Which is seemingly what he tried to pull on GIGO in the climate thread. That was REALLY off the deep end, IMHO and FWIW.

As for his claim to be a scientist, well…I’ll just say I’m militantly skeptical about that, but I suppose it could be true. He COULD be a scientist who is studying mass psychology of posting provocative OPs on certain scientifically oriented message boards in order to study the mating patterns of flatworms in null g…

-XT

Well, yes, he could have “a Masters Degree… in science!” and remember… “He knows more than you do.” :wink:

Yes, he reminds me of Dr. Science.
http://www.youtube.com/watch?v=Elpbs6kb8Ys :slight_smile:

But returning to the matter at hand…

That comes BTW not from the Warren Commission but from the United States House Select Committee on Assassinations, they based most of that “provable a conspiracy” say so on a Dictabelt recording alleged to be from a stuck transmitter on a police motorcycle in Dealey Plaza during the assassination.

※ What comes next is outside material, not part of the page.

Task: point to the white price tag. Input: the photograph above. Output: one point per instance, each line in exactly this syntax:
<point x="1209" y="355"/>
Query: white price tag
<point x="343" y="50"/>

Unfortunately later investigations showed that that the sound recordings on the Dictabelt could not have come from Dealey Plaza, the sounds alleged to be gunshots occurred about a minute after the assassination.

So no, that what you said is not official, the current position of the government is that there is no good evidence for a conspiracy, but that does not stop the CTs from continuing to beat this item even to this day.

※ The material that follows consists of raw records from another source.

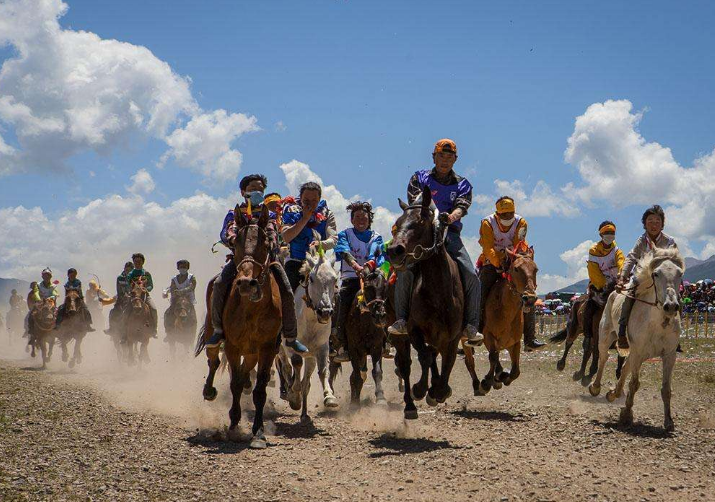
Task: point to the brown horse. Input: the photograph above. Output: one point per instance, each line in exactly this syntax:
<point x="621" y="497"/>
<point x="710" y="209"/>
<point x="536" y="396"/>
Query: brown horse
<point x="73" y="326"/>
<point x="138" y="323"/>
<point x="252" y="321"/>
<point x="180" y="323"/>
<point x="44" y="315"/>
<point x="504" y="321"/>
<point x="574" y="328"/>
<point x="435" y="321"/>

I am not trying to “hijack” the thread, but some polls, when combined with other polls, amaze me! I don’t agree with Mr. Sheen but surely those who do blame cynics like Cheney, not naive do-gooding liberals. How can Cheney et al get more than 17% of the vote?

Similarly, Americans who believe in UFOs and Americans who believe in Genesis sum to more than 100% (if we believe polls). Aren’t the theories incompatible? (Or are extraterrestrials the descendants of Cain? :smack: )

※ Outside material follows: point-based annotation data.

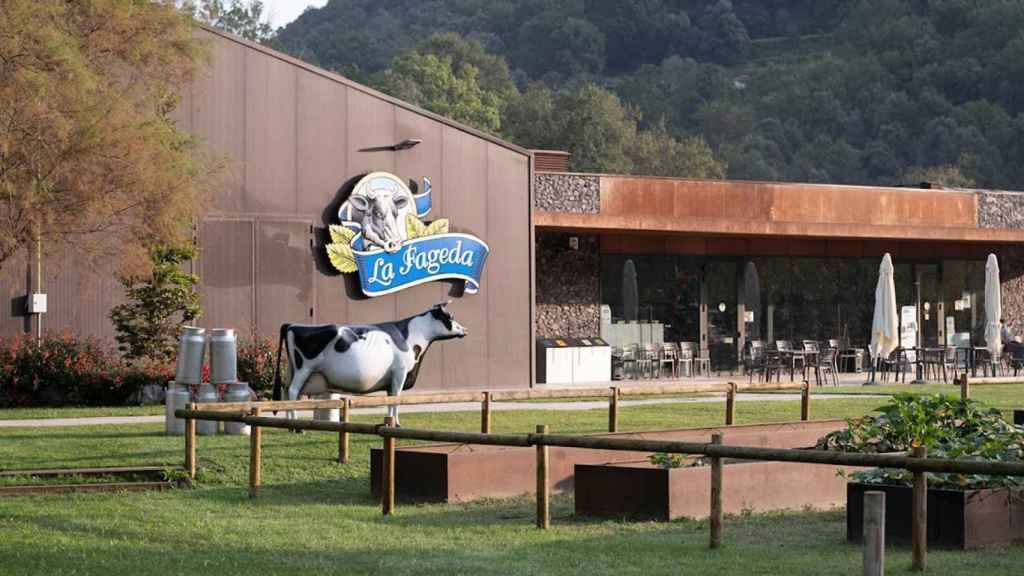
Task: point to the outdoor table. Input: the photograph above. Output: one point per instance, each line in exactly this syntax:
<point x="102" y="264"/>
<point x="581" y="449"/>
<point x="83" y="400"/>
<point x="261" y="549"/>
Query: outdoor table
<point x="853" y="357"/>
<point x="790" y="357"/>
<point x="930" y="355"/>
<point x="974" y="359"/>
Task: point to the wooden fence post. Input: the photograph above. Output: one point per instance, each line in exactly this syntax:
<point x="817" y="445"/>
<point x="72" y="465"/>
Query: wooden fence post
<point x="613" y="410"/>
<point x="919" y="522"/>
<point x="387" y="475"/>
<point x="346" y="407"/>
<point x="716" y="495"/>
<point x="805" y="402"/>
<point x="875" y="533"/>
<point x="730" y="405"/>
<point x="255" y="456"/>
<point x="485" y="413"/>
<point x="190" y="445"/>
<point x="543" y="494"/>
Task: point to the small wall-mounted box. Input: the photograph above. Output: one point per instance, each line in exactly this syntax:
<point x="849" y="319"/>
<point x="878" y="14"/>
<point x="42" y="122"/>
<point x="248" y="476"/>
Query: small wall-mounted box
<point x="37" y="303"/>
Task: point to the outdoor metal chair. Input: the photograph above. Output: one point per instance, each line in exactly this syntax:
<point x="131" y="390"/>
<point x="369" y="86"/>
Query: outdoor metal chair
<point x="631" y="357"/>
<point x="686" y="359"/>
<point x="670" y="356"/>
<point x="648" y="360"/>
<point x="988" y="362"/>
<point x="825" y="366"/>
<point x="699" y="361"/>
<point x="754" y="360"/>
<point x="791" y="357"/>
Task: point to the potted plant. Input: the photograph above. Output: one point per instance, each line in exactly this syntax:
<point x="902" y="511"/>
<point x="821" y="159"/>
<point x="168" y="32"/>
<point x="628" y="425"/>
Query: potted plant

I think it might have been better not to state this as an absolute. A vacuum of reliable official information may cause conspiracy theories to flourish, and a flourishing conspiracy may be the result of an information vacuum, but as FinnAgain pointed out, there are counterexamples that demonstrate this cannot be considered a strict principle.

“Why, sometimes I’ve believed as many as six impossible things before breakfast.”

Seriously, it’d be cool to see a clear and cogent statement by the OP as to exactly what his argument is, is not, what its implications are, are not, and what he expects out of a debate on his premises. Also, a pony.

The pony indsutry manipulated you into feeling this way. You’re deep in the pocket of Big Horse.

If all the secret files on horsies were opened up to the public, this wouldn’t be an issue.

And, MKULTRA.

No no no, if the secret files were opened on horses, the ugly truth about horses would be so very ugly that we’d slaughter them all. Not that I’m supporting the anti-horse conspiracy theorists, of course. I’m just askin’ some questions over here.